Ya lo habían conseguido antes. Los que hacen un camino en cualquier ‘souls’ son  sintecho de lo sensible, azorados silencioso, que se expresan únicamente a través de  hacer escrituras detalladamente ilustradas sobre la muerte. Pero tengo la sensación de  estar más seguro sobre lo desolador. ‘Dark Souls III’ sonaba a ‘Mirror Reaper’  (Bellwitch, 2017). ‘Elden Ring’ añade a ‘A Body’ (The Body, 2010), a la lista de la  reproducción, texturizando con una capa más luminosa, extendida en el tiempo y en  un creciente ascenso en su tributo a la divinidad para, de forma repentina y sufrida,  romperla y dejarla llorar. Esto ya sonaba de fondo en la saga ‘souls’, y ahora está  desencadenada. 

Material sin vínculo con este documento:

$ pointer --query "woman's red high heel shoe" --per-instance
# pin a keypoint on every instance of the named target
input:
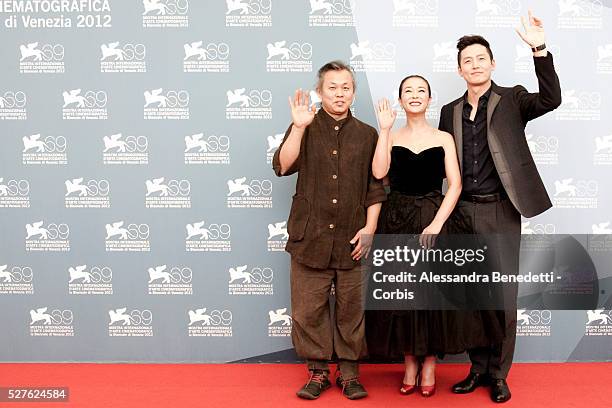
(407, 389)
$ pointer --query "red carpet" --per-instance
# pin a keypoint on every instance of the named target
(270, 385)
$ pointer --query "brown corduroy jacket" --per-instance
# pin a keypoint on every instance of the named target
(334, 188)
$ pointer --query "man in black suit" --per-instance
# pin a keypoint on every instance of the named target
(500, 179)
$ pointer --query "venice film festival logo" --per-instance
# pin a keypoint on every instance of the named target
(213, 57)
(41, 58)
(174, 281)
(13, 105)
(280, 323)
(604, 59)
(579, 105)
(255, 104)
(98, 280)
(445, 57)
(210, 323)
(47, 150)
(603, 150)
(601, 238)
(570, 193)
(127, 58)
(165, 14)
(331, 13)
(498, 13)
(415, 13)
(599, 322)
(170, 194)
(88, 194)
(277, 236)
(210, 150)
(131, 238)
(523, 62)
(88, 105)
(16, 280)
(171, 105)
(295, 57)
(533, 323)
(54, 322)
(375, 57)
(14, 193)
(208, 238)
(544, 149)
(256, 281)
(248, 13)
(274, 142)
(135, 323)
(254, 194)
(130, 149)
(581, 15)
(52, 238)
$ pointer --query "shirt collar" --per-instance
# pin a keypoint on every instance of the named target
(483, 98)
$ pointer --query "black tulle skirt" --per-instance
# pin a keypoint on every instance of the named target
(393, 333)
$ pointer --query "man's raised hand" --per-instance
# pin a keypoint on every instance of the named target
(534, 31)
(301, 113)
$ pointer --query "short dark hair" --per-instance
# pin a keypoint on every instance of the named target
(414, 76)
(334, 66)
(468, 40)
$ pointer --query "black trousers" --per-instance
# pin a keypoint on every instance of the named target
(503, 220)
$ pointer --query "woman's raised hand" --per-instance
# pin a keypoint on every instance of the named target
(386, 114)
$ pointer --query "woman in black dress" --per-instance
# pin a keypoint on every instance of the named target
(415, 158)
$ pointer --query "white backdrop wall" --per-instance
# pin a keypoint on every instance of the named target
(140, 217)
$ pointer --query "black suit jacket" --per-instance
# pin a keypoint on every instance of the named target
(508, 111)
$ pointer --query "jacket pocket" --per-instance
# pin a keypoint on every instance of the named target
(298, 218)
(359, 219)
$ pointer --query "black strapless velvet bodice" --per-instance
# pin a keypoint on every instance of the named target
(416, 173)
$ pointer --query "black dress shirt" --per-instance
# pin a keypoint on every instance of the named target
(479, 173)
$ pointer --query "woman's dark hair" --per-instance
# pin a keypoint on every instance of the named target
(414, 76)
(468, 40)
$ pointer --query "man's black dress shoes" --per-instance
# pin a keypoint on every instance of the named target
(471, 382)
(500, 391)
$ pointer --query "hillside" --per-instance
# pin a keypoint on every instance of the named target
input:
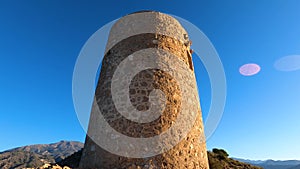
(37, 155)
(66, 153)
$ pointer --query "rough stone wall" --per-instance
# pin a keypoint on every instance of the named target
(163, 32)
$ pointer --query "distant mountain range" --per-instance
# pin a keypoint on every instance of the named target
(272, 164)
(38, 155)
(68, 153)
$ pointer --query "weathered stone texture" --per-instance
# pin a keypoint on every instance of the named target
(164, 32)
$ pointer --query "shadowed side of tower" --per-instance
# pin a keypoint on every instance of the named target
(157, 37)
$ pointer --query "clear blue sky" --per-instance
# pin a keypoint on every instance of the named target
(40, 41)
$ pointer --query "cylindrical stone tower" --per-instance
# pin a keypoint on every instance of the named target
(146, 111)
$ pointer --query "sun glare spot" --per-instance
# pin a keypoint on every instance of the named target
(249, 69)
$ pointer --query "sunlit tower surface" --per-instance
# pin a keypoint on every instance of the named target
(153, 38)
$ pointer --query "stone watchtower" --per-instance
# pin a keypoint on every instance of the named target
(146, 111)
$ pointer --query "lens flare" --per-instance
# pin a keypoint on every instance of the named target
(249, 69)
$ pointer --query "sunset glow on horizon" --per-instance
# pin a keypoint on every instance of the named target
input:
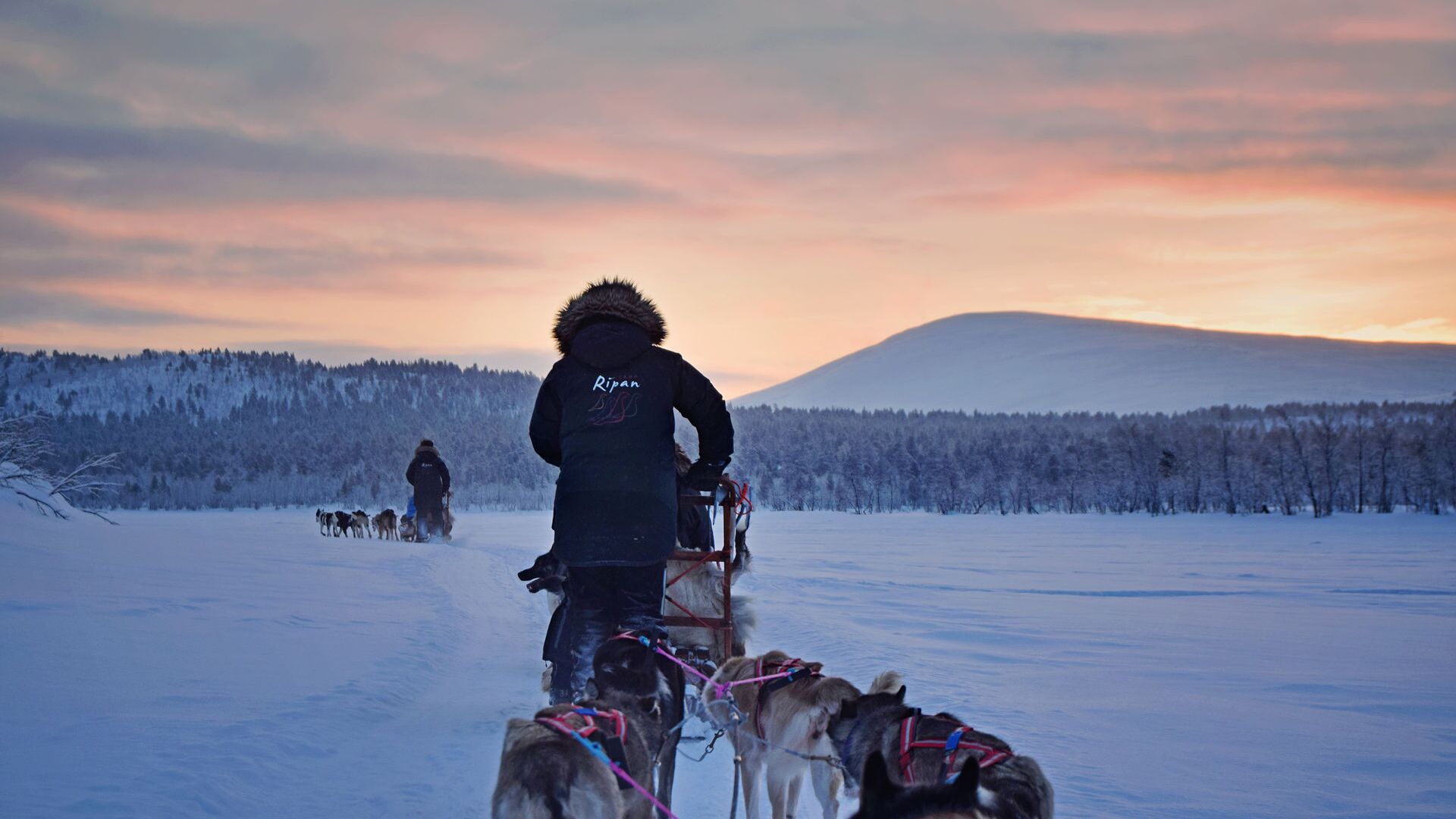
(788, 183)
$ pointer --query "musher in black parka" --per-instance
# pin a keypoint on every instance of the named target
(604, 417)
(431, 480)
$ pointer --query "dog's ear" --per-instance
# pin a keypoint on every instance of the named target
(970, 779)
(877, 789)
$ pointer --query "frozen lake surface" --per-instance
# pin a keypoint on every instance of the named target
(240, 665)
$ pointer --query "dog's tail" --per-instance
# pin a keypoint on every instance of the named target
(887, 682)
(557, 800)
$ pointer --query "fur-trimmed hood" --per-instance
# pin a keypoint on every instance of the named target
(613, 299)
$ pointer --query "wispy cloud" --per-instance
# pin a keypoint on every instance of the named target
(476, 162)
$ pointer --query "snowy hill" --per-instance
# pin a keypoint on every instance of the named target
(1038, 363)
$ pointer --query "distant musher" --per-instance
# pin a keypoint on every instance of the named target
(604, 416)
(431, 480)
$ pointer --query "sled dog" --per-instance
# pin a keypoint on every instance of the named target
(386, 525)
(1009, 786)
(626, 668)
(360, 523)
(548, 774)
(791, 713)
(883, 799)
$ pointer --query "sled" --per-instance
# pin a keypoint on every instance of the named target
(721, 627)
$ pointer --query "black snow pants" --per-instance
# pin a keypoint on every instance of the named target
(601, 601)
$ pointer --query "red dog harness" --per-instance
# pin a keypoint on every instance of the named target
(949, 748)
(791, 670)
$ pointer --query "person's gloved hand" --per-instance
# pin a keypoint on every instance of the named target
(704, 475)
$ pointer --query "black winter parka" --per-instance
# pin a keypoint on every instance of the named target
(604, 417)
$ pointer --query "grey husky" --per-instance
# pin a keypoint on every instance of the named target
(548, 774)
(1009, 786)
(883, 799)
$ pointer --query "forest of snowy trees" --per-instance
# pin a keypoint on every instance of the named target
(220, 428)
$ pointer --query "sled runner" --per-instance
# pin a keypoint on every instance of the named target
(733, 499)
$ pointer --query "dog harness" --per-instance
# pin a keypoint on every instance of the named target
(949, 748)
(783, 675)
(607, 745)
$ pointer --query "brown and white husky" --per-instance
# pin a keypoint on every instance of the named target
(789, 713)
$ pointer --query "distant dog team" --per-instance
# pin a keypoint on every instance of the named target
(359, 523)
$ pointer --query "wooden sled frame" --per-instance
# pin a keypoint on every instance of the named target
(727, 499)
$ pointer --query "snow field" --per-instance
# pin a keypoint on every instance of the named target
(240, 665)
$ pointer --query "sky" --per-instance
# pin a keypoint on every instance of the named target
(788, 181)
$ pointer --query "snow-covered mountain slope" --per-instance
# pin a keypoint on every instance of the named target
(237, 665)
(1036, 362)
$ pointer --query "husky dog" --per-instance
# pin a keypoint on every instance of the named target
(546, 774)
(384, 525)
(883, 799)
(1009, 786)
(625, 667)
(794, 714)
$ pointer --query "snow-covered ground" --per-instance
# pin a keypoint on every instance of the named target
(240, 665)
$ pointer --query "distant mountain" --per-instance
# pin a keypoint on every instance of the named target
(1037, 363)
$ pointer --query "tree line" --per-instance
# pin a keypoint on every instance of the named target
(220, 428)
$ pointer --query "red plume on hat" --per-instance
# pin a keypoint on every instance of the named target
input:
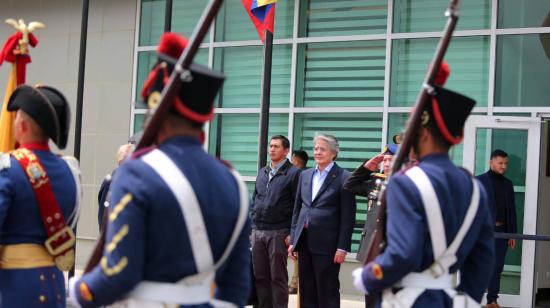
(442, 74)
(172, 45)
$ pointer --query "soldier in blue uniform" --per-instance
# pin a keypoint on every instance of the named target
(39, 192)
(438, 221)
(178, 216)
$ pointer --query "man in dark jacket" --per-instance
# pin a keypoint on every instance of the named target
(273, 202)
(501, 200)
(299, 159)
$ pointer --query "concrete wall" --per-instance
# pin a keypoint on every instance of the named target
(108, 82)
(543, 217)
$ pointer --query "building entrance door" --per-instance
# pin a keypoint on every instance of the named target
(520, 138)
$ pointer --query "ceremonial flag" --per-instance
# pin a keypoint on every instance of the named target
(7, 138)
(262, 13)
(16, 51)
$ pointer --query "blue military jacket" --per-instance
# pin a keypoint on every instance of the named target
(146, 234)
(409, 248)
(20, 223)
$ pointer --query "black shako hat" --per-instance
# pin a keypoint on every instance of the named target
(448, 110)
(195, 99)
(47, 107)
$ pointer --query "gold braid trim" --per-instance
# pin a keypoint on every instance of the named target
(117, 238)
(110, 271)
(120, 207)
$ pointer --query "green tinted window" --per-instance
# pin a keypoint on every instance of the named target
(185, 16)
(523, 13)
(343, 17)
(234, 24)
(234, 137)
(151, 22)
(523, 70)
(429, 15)
(468, 58)
(341, 74)
(396, 125)
(242, 67)
(359, 136)
(146, 61)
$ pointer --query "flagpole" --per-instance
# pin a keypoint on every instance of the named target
(168, 16)
(264, 108)
(80, 90)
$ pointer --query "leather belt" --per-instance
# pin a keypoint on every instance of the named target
(24, 256)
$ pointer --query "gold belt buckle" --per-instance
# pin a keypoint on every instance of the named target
(63, 261)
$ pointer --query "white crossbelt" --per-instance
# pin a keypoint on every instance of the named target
(195, 289)
(437, 276)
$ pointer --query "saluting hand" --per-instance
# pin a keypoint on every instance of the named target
(339, 256)
(373, 163)
(291, 253)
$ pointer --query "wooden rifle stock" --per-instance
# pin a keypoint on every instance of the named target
(378, 238)
(157, 115)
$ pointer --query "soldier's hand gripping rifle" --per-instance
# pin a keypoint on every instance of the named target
(180, 75)
(378, 238)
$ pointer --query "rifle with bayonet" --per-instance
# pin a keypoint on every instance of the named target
(378, 238)
(180, 74)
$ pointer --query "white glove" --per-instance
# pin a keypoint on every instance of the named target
(358, 280)
(72, 292)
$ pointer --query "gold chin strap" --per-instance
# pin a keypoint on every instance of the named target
(425, 118)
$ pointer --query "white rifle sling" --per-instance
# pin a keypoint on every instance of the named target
(194, 289)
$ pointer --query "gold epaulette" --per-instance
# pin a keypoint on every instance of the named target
(381, 176)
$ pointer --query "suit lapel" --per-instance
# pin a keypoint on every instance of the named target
(330, 177)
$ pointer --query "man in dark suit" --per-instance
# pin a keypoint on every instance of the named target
(500, 192)
(322, 223)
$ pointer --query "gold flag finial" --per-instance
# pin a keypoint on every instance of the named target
(20, 26)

No he podido llegar a la conclusión de este viaje – vete a saber si seré capaz-, pero sus  precedentes dibujaban en el aire alientos que, desde los primeros instantes, siento  más vivos. La expresión del escenario ruge y cruje hasta donde alcanza la vista. Su roca  extiende sombras con un extraño origen y se mezclan con la sacra antigüedad de sus  construcciones más celestiales en ese contraste que ya conocemos y, sin embargo, el  sentimiento es diferente. Ahora estás abandonado de verdad, sin estar muy seguro de  dónde estás y qué hacer. Esto es la verdadera historia de un ‘souls’ y ‘Elden Ring’ la  expresa en esencia. Una que no se esconde entre descripciones de objetos, sino que se  desentraña como ese llanto antes mencionado, incapaz de poder explicarse con  claridad. 

Como caminantes del olvido y jinetes funerarios que no saben aún cómo se supone  que traerán de nuevo la prosperidad al mundo, surgidos de una cripta oscura como si  hubiera vuelto a nacer y con la incertidumbre sobre todo lo que existe, nos toca,  entonces, encontrar esa respuesta.